“Do we need to go get you checked out at the hospital?” I asked.
We were sitting across from each other on the benches, looking down at her hastily bandaged knee.
She shook her head.
“I just can’t do this anymore.”
She sounded utterly resigned.
“Do what?” I said.
“Swear you won’t say anything to Dad! He would never understand. Neither would Mom! Promise?”
Unaware of what I was doing, I gave her my word.
“Didn’t you see I messed up the defense? Two times, the exact same feint?”
I had to confess that I hadn’t noticed anything.
“And then I fumbled that last pass to Stella. You saw that, didn’t you?”
“But you’re ahead twelve to four,” I objected.
“Dad doesn’t care about that,” Amina said, staring down at the floor as she unwound the bandage from her knee with a few hasty movements. “I can’t handle being the best all the time. I just can’t deal with it.”
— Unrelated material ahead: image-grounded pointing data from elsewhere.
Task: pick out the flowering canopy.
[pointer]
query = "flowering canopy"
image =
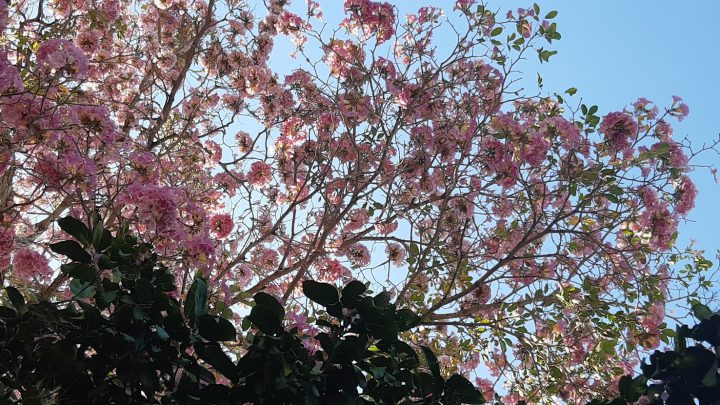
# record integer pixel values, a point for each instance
(532, 235)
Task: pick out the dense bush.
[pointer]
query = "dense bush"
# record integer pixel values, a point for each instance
(124, 338)
(684, 376)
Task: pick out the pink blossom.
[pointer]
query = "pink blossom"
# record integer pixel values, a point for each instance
(619, 129)
(89, 41)
(357, 220)
(685, 196)
(464, 5)
(29, 264)
(260, 173)
(396, 254)
(359, 254)
(7, 242)
(10, 81)
(62, 55)
(332, 270)
(221, 225)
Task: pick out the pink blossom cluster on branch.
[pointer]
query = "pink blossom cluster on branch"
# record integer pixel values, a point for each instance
(530, 233)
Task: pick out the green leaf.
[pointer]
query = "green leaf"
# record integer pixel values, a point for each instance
(7, 313)
(267, 314)
(433, 365)
(353, 289)
(322, 293)
(75, 228)
(16, 298)
(458, 390)
(214, 355)
(382, 300)
(71, 250)
(82, 272)
(196, 301)
(701, 311)
(631, 389)
(406, 319)
(215, 328)
(81, 289)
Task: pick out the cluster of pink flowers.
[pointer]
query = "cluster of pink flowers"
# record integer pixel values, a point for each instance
(658, 220)
(260, 174)
(31, 265)
(373, 18)
(331, 270)
(221, 225)
(395, 253)
(342, 57)
(620, 130)
(10, 81)
(7, 242)
(685, 196)
(358, 254)
(679, 109)
(62, 56)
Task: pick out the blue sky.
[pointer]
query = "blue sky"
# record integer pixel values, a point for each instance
(615, 51)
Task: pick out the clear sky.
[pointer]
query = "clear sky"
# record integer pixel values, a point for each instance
(615, 51)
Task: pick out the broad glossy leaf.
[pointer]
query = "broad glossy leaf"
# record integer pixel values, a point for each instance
(323, 293)
(71, 250)
(75, 228)
(215, 328)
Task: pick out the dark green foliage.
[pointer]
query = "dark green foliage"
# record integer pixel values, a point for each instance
(685, 375)
(124, 339)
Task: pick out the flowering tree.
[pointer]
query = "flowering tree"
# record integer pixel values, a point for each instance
(532, 234)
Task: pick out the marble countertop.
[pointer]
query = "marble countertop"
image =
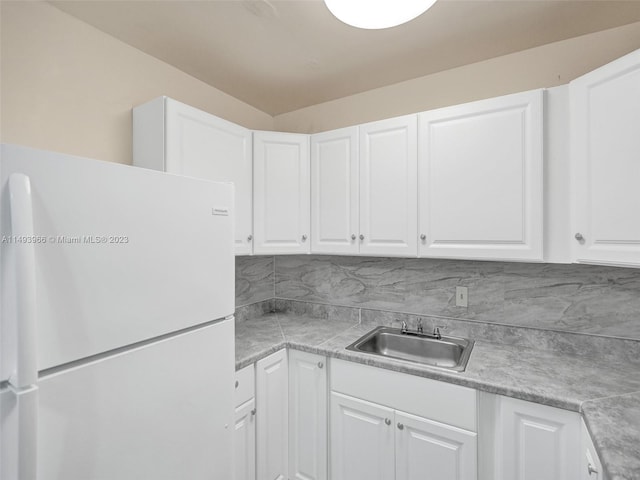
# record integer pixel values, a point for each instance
(607, 394)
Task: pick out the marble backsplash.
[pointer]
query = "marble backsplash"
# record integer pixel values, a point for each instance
(571, 298)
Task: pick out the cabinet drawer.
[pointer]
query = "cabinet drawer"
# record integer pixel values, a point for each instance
(439, 401)
(245, 385)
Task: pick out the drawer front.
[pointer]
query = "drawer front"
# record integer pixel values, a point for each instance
(439, 401)
(245, 385)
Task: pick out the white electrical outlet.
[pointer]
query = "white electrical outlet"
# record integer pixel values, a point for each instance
(462, 297)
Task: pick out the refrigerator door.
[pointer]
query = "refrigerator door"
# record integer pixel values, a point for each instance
(18, 432)
(163, 411)
(122, 254)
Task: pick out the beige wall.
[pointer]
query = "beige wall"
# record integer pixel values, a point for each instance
(547, 66)
(67, 87)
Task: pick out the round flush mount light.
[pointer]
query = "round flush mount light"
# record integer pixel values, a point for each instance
(376, 14)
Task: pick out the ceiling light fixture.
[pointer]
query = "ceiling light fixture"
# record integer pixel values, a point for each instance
(376, 14)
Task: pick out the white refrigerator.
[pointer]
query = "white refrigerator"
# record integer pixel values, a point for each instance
(116, 327)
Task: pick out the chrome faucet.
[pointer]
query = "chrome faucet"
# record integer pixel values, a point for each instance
(436, 332)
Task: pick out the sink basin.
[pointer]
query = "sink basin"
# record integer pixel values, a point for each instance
(448, 353)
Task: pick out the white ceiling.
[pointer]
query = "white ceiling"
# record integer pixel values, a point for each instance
(281, 55)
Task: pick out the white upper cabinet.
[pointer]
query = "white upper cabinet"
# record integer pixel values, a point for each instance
(176, 138)
(481, 179)
(605, 141)
(388, 187)
(281, 193)
(334, 192)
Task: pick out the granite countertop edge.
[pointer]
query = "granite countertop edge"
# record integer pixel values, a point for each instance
(614, 466)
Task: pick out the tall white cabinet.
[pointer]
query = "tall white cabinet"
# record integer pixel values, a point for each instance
(281, 193)
(176, 138)
(481, 174)
(388, 187)
(335, 212)
(605, 114)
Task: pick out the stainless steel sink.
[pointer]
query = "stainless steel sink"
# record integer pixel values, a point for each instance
(447, 353)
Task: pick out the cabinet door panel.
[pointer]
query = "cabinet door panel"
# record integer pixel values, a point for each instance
(281, 193)
(388, 187)
(481, 167)
(272, 392)
(428, 450)
(334, 191)
(605, 114)
(204, 146)
(537, 442)
(245, 441)
(362, 444)
(307, 416)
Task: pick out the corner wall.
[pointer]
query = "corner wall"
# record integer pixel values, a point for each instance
(541, 67)
(70, 88)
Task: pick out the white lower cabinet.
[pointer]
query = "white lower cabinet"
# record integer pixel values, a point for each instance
(387, 425)
(536, 442)
(362, 440)
(245, 425)
(272, 392)
(590, 467)
(431, 450)
(245, 441)
(371, 441)
(307, 416)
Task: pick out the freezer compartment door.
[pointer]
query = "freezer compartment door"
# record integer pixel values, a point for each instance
(122, 254)
(161, 412)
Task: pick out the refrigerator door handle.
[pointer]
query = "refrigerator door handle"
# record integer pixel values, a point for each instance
(26, 369)
(20, 434)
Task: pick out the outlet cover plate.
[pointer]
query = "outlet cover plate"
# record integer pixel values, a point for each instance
(462, 297)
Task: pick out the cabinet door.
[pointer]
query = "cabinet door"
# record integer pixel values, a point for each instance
(481, 174)
(281, 192)
(307, 416)
(204, 146)
(605, 114)
(245, 441)
(334, 191)
(537, 442)
(428, 450)
(272, 412)
(590, 466)
(362, 440)
(388, 187)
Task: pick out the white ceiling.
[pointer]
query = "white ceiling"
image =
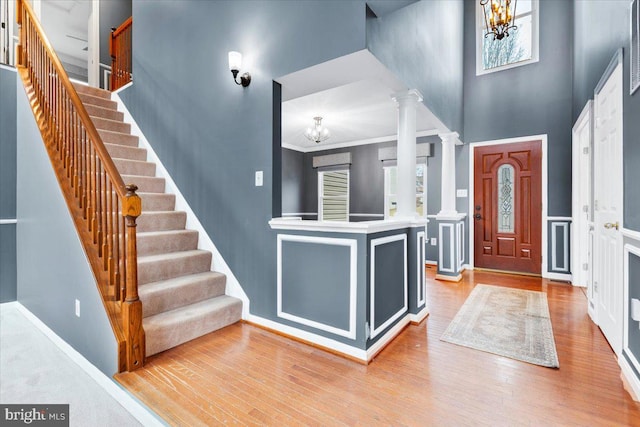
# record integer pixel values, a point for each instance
(66, 24)
(353, 95)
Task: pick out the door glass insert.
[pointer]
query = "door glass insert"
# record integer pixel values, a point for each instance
(505, 199)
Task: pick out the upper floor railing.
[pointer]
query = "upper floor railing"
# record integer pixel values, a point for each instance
(103, 208)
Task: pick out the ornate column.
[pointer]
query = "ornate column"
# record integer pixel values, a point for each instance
(451, 242)
(406, 186)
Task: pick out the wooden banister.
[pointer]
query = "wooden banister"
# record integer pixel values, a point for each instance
(120, 51)
(104, 210)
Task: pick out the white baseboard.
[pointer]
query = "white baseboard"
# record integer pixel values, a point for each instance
(629, 376)
(331, 344)
(204, 241)
(133, 406)
(557, 276)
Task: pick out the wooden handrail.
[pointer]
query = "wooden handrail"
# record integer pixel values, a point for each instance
(120, 51)
(104, 210)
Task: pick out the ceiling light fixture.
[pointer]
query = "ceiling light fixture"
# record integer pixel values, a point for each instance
(499, 17)
(235, 62)
(318, 133)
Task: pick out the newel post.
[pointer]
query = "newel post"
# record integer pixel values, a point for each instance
(132, 307)
(21, 57)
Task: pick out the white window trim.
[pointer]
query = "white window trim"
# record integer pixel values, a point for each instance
(320, 192)
(423, 195)
(535, 40)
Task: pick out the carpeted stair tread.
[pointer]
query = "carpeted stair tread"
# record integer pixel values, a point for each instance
(166, 295)
(161, 221)
(111, 125)
(118, 138)
(96, 100)
(147, 184)
(90, 90)
(162, 242)
(172, 328)
(125, 152)
(153, 268)
(157, 201)
(105, 113)
(135, 167)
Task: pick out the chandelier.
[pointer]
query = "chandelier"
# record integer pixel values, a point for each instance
(499, 17)
(318, 133)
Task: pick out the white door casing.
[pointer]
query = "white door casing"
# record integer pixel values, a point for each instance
(608, 201)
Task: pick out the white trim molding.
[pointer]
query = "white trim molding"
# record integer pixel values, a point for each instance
(193, 223)
(143, 414)
(421, 282)
(452, 259)
(545, 197)
(352, 244)
(372, 283)
(564, 224)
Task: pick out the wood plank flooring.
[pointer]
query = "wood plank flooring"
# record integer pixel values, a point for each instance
(243, 375)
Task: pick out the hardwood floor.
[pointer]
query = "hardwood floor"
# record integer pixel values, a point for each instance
(244, 375)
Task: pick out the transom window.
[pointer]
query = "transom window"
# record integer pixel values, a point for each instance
(390, 190)
(519, 48)
(333, 195)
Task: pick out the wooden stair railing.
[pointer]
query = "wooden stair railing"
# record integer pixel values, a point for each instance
(120, 51)
(104, 210)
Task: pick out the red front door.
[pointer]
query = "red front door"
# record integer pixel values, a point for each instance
(507, 211)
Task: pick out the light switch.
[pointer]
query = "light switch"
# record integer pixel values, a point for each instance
(635, 309)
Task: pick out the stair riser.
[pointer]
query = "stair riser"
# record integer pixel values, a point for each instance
(100, 102)
(129, 167)
(111, 125)
(170, 299)
(93, 91)
(118, 138)
(161, 339)
(161, 222)
(170, 268)
(126, 152)
(104, 113)
(154, 244)
(158, 202)
(145, 184)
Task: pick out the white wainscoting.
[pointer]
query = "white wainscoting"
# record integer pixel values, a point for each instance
(353, 282)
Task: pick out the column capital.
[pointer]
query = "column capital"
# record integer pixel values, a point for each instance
(450, 137)
(409, 95)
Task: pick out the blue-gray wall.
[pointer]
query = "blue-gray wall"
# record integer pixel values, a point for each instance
(601, 28)
(537, 100)
(422, 45)
(7, 183)
(211, 134)
(52, 267)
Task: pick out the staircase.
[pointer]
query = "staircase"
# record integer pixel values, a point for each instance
(182, 298)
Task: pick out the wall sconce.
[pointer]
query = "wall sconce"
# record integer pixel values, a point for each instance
(235, 62)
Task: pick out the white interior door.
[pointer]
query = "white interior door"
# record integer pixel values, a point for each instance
(608, 208)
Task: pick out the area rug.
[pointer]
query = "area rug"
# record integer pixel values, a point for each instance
(508, 322)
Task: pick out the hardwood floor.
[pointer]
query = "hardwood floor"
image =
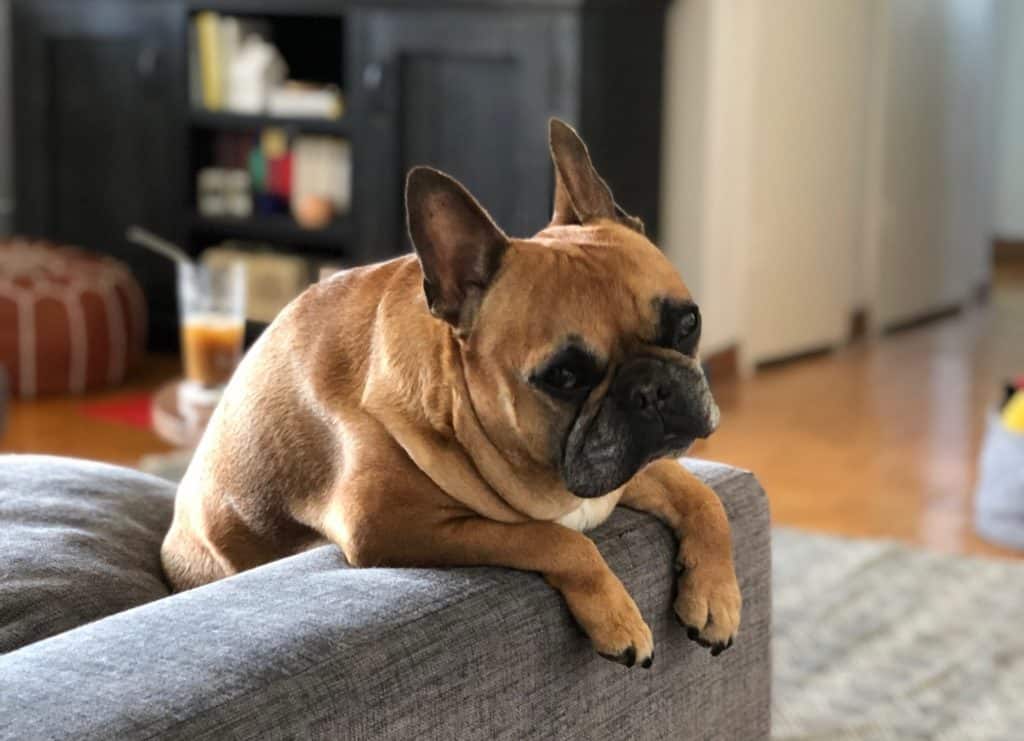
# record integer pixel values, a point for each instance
(57, 425)
(880, 439)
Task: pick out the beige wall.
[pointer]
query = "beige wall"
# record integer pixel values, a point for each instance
(934, 173)
(1010, 164)
(837, 155)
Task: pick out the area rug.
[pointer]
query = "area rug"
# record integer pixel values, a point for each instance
(875, 640)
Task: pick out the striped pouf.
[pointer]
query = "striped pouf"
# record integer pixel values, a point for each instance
(70, 320)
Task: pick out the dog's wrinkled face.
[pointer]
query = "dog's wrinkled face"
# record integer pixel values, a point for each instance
(579, 345)
(584, 357)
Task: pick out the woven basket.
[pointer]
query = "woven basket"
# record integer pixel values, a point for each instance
(999, 496)
(70, 320)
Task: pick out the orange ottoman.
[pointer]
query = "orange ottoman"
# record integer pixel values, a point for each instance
(70, 320)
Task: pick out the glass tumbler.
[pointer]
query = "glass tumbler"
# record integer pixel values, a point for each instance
(212, 307)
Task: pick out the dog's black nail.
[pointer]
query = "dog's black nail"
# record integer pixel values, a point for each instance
(628, 657)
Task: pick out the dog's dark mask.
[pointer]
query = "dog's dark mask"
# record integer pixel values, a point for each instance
(655, 403)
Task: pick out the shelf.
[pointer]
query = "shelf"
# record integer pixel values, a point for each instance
(218, 121)
(334, 238)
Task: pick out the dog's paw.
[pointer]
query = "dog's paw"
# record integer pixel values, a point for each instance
(709, 604)
(612, 620)
(625, 639)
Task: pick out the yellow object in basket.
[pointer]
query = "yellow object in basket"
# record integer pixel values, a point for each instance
(1013, 412)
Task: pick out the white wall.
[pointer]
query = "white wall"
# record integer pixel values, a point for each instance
(1009, 207)
(823, 157)
(931, 213)
(806, 208)
(684, 145)
(6, 150)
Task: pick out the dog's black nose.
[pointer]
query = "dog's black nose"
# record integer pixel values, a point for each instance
(648, 395)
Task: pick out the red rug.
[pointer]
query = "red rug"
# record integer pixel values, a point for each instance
(131, 409)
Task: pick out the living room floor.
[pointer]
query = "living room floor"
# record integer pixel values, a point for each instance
(879, 439)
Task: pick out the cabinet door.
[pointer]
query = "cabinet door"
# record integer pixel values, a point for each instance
(99, 99)
(467, 92)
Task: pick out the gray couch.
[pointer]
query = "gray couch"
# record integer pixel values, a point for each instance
(91, 646)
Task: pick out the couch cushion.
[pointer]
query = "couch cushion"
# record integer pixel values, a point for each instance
(306, 648)
(81, 540)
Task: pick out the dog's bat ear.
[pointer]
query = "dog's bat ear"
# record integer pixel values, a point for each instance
(581, 194)
(459, 245)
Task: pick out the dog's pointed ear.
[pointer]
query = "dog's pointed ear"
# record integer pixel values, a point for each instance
(581, 194)
(459, 245)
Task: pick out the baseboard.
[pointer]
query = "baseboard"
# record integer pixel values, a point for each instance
(808, 354)
(858, 324)
(1008, 250)
(722, 365)
(943, 312)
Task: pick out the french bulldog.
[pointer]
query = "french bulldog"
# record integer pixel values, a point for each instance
(482, 401)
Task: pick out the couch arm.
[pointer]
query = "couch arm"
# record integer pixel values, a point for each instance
(308, 648)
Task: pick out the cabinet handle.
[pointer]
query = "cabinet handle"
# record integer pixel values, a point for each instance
(373, 76)
(146, 60)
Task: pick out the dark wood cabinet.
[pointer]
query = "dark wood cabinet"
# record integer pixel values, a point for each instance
(105, 136)
(469, 90)
(465, 91)
(98, 98)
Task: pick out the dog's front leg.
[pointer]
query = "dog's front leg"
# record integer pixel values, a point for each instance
(709, 601)
(566, 559)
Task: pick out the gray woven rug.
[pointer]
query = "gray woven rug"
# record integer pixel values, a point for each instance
(875, 640)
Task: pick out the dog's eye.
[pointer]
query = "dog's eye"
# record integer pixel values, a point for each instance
(561, 378)
(688, 323)
(567, 374)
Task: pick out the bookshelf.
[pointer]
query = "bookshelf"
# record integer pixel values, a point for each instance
(280, 229)
(226, 121)
(226, 135)
(108, 133)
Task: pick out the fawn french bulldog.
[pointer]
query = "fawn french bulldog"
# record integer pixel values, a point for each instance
(480, 402)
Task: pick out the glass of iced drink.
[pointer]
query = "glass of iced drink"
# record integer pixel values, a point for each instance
(212, 304)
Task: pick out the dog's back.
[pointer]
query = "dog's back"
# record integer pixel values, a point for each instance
(274, 435)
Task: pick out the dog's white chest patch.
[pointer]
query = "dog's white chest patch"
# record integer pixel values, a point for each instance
(591, 513)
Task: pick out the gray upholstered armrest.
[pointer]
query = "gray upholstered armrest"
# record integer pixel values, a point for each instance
(307, 648)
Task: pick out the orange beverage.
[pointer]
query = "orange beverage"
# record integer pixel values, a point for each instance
(212, 303)
(212, 348)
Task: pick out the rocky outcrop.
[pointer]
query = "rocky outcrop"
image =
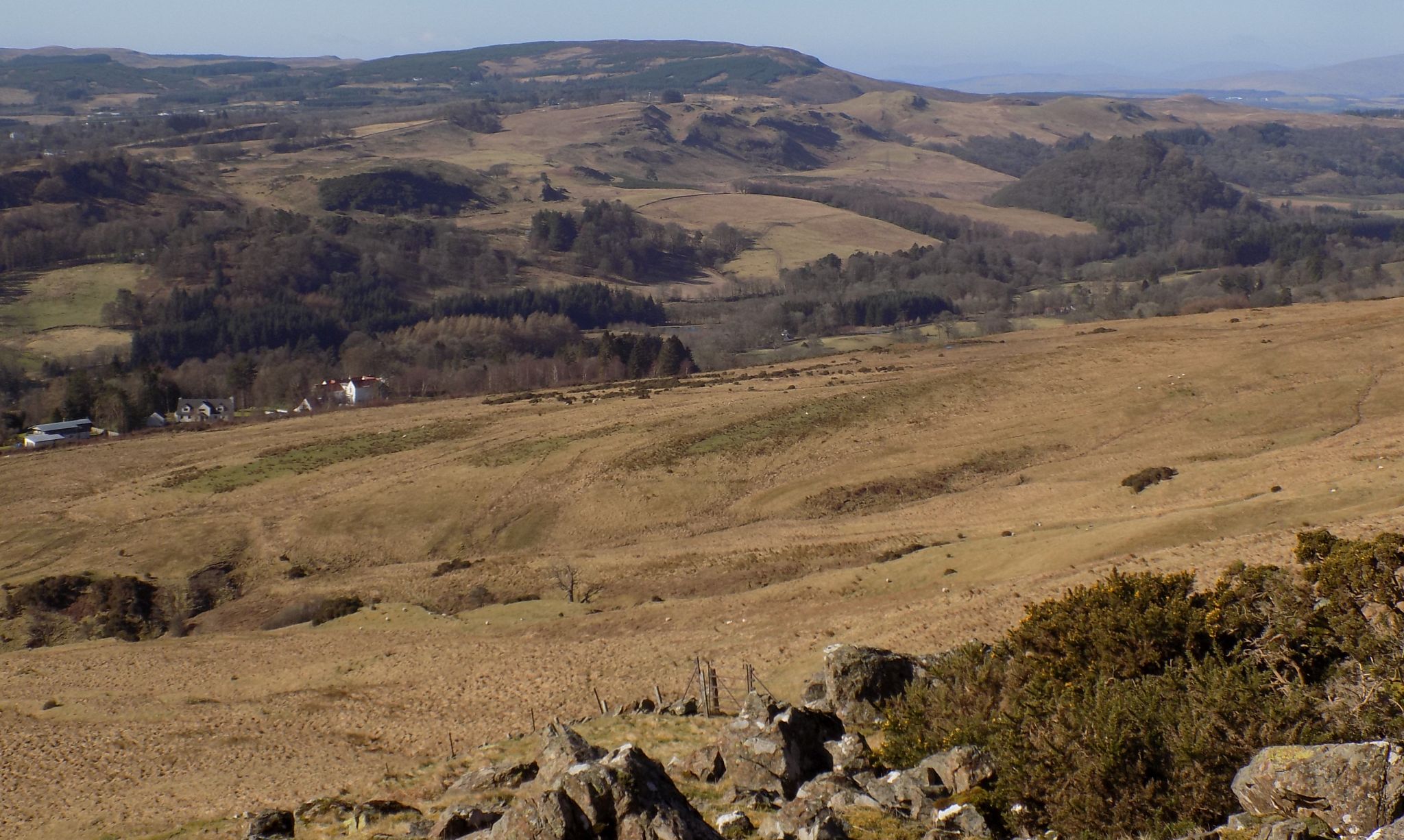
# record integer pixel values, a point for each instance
(856, 680)
(775, 748)
(561, 749)
(704, 765)
(958, 821)
(494, 778)
(959, 769)
(549, 817)
(325, 809)
(461, 821)
(735, 825)
(270, 825)
(851, 755)
(628, 795)
(1355, 789)
(374, 811)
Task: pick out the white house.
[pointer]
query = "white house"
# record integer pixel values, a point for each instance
(357, 391)
(199, 410)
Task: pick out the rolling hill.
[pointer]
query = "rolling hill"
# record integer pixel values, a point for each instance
(908, 498)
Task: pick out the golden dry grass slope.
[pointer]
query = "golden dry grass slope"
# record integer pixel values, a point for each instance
(755, 508)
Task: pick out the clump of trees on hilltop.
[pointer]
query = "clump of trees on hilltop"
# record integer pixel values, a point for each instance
(611, 238)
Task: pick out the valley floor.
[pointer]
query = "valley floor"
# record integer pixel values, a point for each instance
(742, 517)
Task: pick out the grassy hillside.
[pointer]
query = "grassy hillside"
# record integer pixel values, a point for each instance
(763, 509)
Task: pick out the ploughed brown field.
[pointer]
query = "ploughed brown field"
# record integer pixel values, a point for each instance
(742, 517)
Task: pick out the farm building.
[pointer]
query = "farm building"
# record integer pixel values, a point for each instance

This struck a painful chord. I thought of how I had spent a whole life toiling away to keep from being a disappointment to others.
“It’s only handball,” I said. “It doesn’t mean a damn thing. Not really.”
“But it’s not just handball.” She gazed at me with glassy eyes. “It’s everything. School, friends, at home. I can’t do it anymore.”
Without thinking it over, I moved to sit beside her and opened my arms. Amina curled up like a small child and I rocked her slowly back and forth.
I had such powerful feelings for Amina, and I wasn’t sure how to act upon them.
Several years later, on a hellish Sunday in early September, I was faced with the impossible choice between Amina and my own daughter, and I chose both of them.
I’m afraid that choice may cost me everything.
97
Jenny Jansdotter patiently waits for Amina to speak. The entire courtroom is waiting for Amina. She is about to reveal everything.
“One night when we were at Tegnérs, I think it was in the middle of August, Stella got a headache and left early. I ended up going home with Chris.”
She takes a long pause and looks at Stella.
“We were really just supposed to share a taxi, but … we’d had quite a bit to drink, and…”
Amina swallows the last word and hangs her head. Stella looks at her in confusion.
“We sat on his sofa, chatting. I’d had too much to drink. It just happened.”
Stella glowers at her best friend, who is speaking down at the table.
“What happened?” Jansdotter asks.
“He tried to kiss me.”
“And what did you do?”
This is painful. Stella and Amina mean so much to each other. Can their friendship survive this?
“I let him do it.” Amina’s voice is faint. “He kissed me several times, until I panicked and said I had to leave. I ran out of there and on the way home I called Stella.”
“Did you tell Stella about the kissing?”
“No. I was going to, but then … I couldn’t.”
Stella slowly brings her glass of water to her lips and lets it hover in the air for a moment before taking a sip. Jansdotter is rolling her pen between her fingers.
“Did you see Chris again after this?”
“He called me, like, a week later. We were supposed to plan a surprise for Stella, because it was her birthday. So Chris picked me up in his car and we brought sushi back to his apartment.”
She stops, her hand to her forehead.
“Go on,” Jansdotter urges her. “What happened at his apartment?”
“He kissed me again.”
I watch Stella deflate and recall how we hugged that night, after her birthday dinner. Only recently have we begun to embrace each other that way. Naturally and sincerely. Adam was snoring on the sofa, his mouth wide open, and we were careful not to wake him. Stella sniffled out a brief account of what had happened after she left the Italian restaurant. And that was when it hit me. While I am far from a relationship expert, I figured out what Stella herself refused to see. The more she told me, the clearer it became. She’d had her heart broken. She was in love and had been betrayed.
“What did you and Christopher talk about that night?” the prosecutor asks Amina. “While you were alone?”
Amina sighs deeply.
“Chris said he liked me. I’m the one he noticed first at Tegnérs. He said he liked Stella too, but not the same way. He had begun to see her downsides. He realized that there would be problems, but he said you can’t help your feelings.”